National iBuyers typically target move-in-ready homes in mid-range price bands where their automated valuation models perform reliably. In Nashville's current market - with a median around $475,000 and 87 days on market - iBuyers tend to be selective and often decline homes that need work, have title complications, or sit outside their target price range. They also charge service fees that can run 5-8% of the sale price.
A local cash buyer handles a wider range of situations: inherited properties, homes with deferred maintenance, code violations, tenants in place, or foreclosure pressure. The trade-off is that local buyers operate with less volume, so decision-making is faster and more flexible. You're talking to someone who knows what Donelson comps are doing right now - not an algorithm calibrated for a national portfolio.

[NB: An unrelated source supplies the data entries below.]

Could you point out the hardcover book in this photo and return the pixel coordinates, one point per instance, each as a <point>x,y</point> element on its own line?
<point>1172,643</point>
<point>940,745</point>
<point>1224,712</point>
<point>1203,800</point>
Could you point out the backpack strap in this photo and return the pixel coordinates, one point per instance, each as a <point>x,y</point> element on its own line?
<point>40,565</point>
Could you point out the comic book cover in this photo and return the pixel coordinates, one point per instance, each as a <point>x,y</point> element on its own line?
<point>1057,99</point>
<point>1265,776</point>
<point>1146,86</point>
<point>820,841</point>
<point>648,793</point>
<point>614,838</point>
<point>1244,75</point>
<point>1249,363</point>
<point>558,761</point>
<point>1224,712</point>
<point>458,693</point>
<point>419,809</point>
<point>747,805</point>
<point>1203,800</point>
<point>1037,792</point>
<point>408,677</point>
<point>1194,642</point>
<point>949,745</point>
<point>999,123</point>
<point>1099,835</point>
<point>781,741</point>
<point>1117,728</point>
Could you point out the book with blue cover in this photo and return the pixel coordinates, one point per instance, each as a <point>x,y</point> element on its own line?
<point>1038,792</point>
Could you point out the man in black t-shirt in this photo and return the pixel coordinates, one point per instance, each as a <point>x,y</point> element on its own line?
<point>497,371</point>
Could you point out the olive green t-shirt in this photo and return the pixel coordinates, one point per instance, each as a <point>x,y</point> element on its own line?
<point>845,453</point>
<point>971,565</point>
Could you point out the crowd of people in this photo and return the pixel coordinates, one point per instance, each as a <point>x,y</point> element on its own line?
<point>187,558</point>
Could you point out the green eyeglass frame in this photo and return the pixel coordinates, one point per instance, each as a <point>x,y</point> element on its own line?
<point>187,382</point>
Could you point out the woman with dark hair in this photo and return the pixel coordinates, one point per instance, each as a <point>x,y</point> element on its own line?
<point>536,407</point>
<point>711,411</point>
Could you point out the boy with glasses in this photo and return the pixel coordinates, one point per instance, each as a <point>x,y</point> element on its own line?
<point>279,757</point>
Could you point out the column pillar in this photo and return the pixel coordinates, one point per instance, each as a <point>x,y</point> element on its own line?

For more context on the Nashville market, this Nashville real estate market news piece covers some of the dynamics shaping local selling decisions.
Check that they can show proof of funds - any legitimate cash buyer should be able to provide a bank letter or verified funds statement before you sign anything. Look for a BBB listing with an accreditation rating and actual reviews, not just a star count with no written feedback. Verify their business name is registered with the Tennessee Secretary of State and that any purchase contract goes through a licensed title company with real title insurance.
Be cautious of buyers who pressure you to sign before you've had time to review, or who ask you to sign a deed directly to them outside of a title company closing. Tennessee cash sales close through title companies precisely because that process protects both parties.
In Tennessee, inherited real property typically can't be sold until the estate is opened in Davidson County probate court and a personal representative is appointed with authority to sell. If there's a will, the personal representative named in it usually has that authority once the will is admitted to probate. Without a will, the court appoints an administrator. Either way, the personal representative signs the deed at closing - not the individual heirs.
Tennessee does allow simplified procedures for qualifying small estates, but those apply mainly when probate is minimal and assets are limited. If the home is the primary asset, standard probate is usually required. We work with sellers at various stages of this process - you don't need to have everything resolved before reaching out. We can walk through what's already in place and what still needs to happen before a closing date can be set.